Gewalt in El Salvador: Mit der Lizenz zum Töten
Nach einer Mordwelle geht Präsident Bukele heftigst gegen Banden vor. Die normale Bevölkerung muss derweil mit rigiden Corona-Maßnahmen leben.
In den Tagen zuvor hatte das mittelamerikanische Land eine Welle der Gewalt erlebt: 58 Menschen wurden ermordet. Für die Taten werden Jugendbanden, sogenannte Maras, verantwortlich gemacht. Der Befehl für das Töten sei dem Geheimdienst zufolge aus den Haftanstalten gekommen, ließ Bukele wissen. Von nun an würden die Zellen an 24 Stunden am Tag komplett geschlossen würden, zudem werden Mitglieder verfeindeter Mara-Gruppen zusammengelegt. „Sie werden drin sein, im Dunkeln, mit ihren Freunden von den anderen Banden“, twitterte der Präsident sarkastisch.
„Das führt zu mehr Gewalt, aber auch zu neuen Allianzen“, befürchtet Alejandra Burgos vom salvadorianischen Colectivo Feminista gegenüber der taz. Um das zu verhindern, wurden die Kriminellen bislang bewusst in getrennten Trakten gefangen gehalten.
Bukele, der vor allem über Twitter kommuniziert, erlaubte darüber hinaus Soldaten und Polizisten, bei ihrer Jagd auf Maras auch tödliche Gewalt anzuwenden. Das sei eine „Blankovollmacht zum Morden“, kritisierte José Miguel Vivanco, der Leiter des Amerika-Büros von Human Rights Watch. Der Präsident garantierte den Sicherheitskräften zudem juristische Schützenhilfe für den Fall, dass sie „zu Unrecht angeklagt werden, weil sie ihr Leben und das von ehrbaren Menschen gegen Terroristen verteidigt haben“. Die Maras würden es ausnutzen, dass die Beamten mit Kontrollen wegen des Covid-19-Virus beschäftigt seien.
Wer gegen Corona-Regeln verstößt, wird eingesperrt
Erst am Dienstag hat die Regierung die Ausgangssperren zur Bekämpfung der Pandemie bis zum 16. Mai verlängert.

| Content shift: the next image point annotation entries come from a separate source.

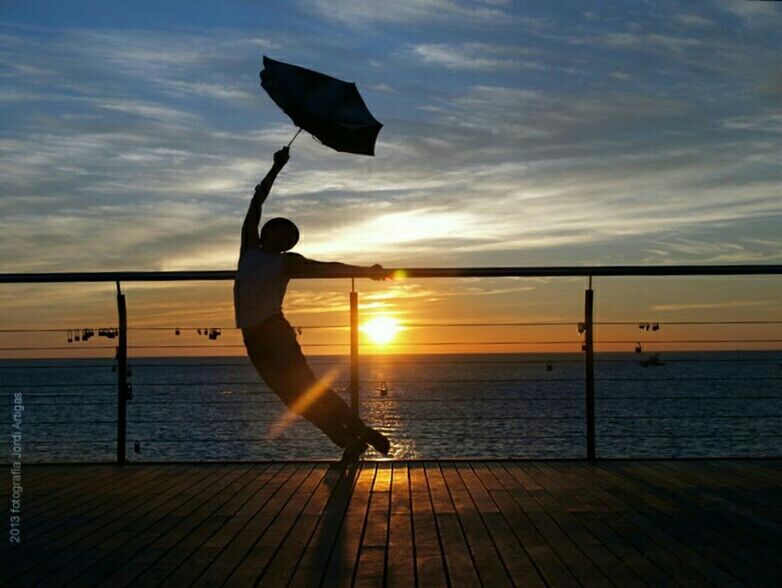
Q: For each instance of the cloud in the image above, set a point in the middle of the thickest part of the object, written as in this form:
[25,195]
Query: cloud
[712,305]
[361,12]
[754,13]
[476,56]
[765,122]
[693,20]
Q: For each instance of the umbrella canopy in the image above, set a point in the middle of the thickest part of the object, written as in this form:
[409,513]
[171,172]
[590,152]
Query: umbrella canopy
[329,109]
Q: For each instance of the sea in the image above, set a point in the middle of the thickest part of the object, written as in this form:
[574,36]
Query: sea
[690,404]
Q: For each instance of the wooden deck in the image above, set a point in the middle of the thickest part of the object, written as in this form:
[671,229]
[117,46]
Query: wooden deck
[494,523]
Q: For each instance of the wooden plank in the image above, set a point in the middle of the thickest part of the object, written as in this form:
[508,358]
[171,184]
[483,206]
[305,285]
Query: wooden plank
[642,516]
[572,512]
[717,538]
[545,559]
[458,558]
[323,542]
[254,563]
[491,569]
[158,559]
[430,569]
[341,566]
[68,534]
[371,566]
[649,561]
[400,563]
[281,488]
[69,501]
[553,525]
[256,494]
[284,562]
[516,559]
[112,554]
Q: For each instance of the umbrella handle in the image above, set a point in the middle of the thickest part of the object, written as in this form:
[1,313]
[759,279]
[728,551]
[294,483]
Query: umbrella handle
[294,137]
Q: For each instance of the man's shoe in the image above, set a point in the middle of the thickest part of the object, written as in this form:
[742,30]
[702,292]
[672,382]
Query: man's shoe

Wer sich unerlaubt auf der Straße bewegt, wird festgenommen und muss 30 Tage in „Eindämmungszentren“ verbringen. Der 38-jährige autokratisch regierende Präsident steht wegen der restriktiven Maßnahmen heftig in der Kritik, Menschenrechtsgruppen prangern sein Vorgehen an. Mehr als 2000 Menschen wurden eingesperrt, weil sie die Regeln missachtet haben.
Immer wieder berichten Betroffene, dass sie sich in den Eindämmungszentren angesteckt haben. Das fünfköpfige Oberste Verfassungsgericht El Salvadors hatte die Inhaftierung untersagt, doch das stört Bukele wenig: „Fünf Personen werden nicht über den Tod von hunderttausenden Salvadorianern entscheiden, so viel Tinte und Stempel sie auch haben.“
Dass sich der Staatschef wenig um legale Vorgaben kümmert, hat er bereits im Februar gezeigt. Weil sich das Parlament geweigert hatte, einem Kredit für den Ausbau des Sicherheitsapparats zuzustimmen, ließ er die Armee im Abgeordnetenhaus aufmarschieren. Die starke Einbeziehung der Soldaten gegen die Pandemie sei eine Fortsetzung dieser Politik, so die Menschenrechtsaktivistin Burgos. „Es geht darum, ein militaristisches Narrativ von den Helden der Nation zu schaffen.“
Die restriktiven Maßnahmen gegen das Virus stoßen in der Bevölkerung allerdings auf Zustimmung. Jüngsten Umfragen des Meinungsforschungsinstituts Gallup zufolge unterstützen 97 Prozent der Salvadorianer Bukeles Vorgehen.
Mordrate seit Bukeles Amtsübernahmen stark gesunken
Bukeles autokratischer Regierungsstil kommt gut an, schließlich ist die Mordrate seit seiner Amtsübernahme massiv gesunken. Mit drei bis vier Menschen sterben so wenig Menschen wie nie in diesem Jahrtausend eines gewaltsamen Todes. Warum es am Wochenende zu der Eskalation kam, ist unklar.
Nicht auszuschließen sei, dass ein Pakt zwischen Bukele und den Maras zerbrochen sei, vermutet Burgos. Vorher hatten die Banden mit dafür gesorgt, dass die Menschen in den von ihnen kontrollierten Vierteln die „soziale Distanz“ einhielten.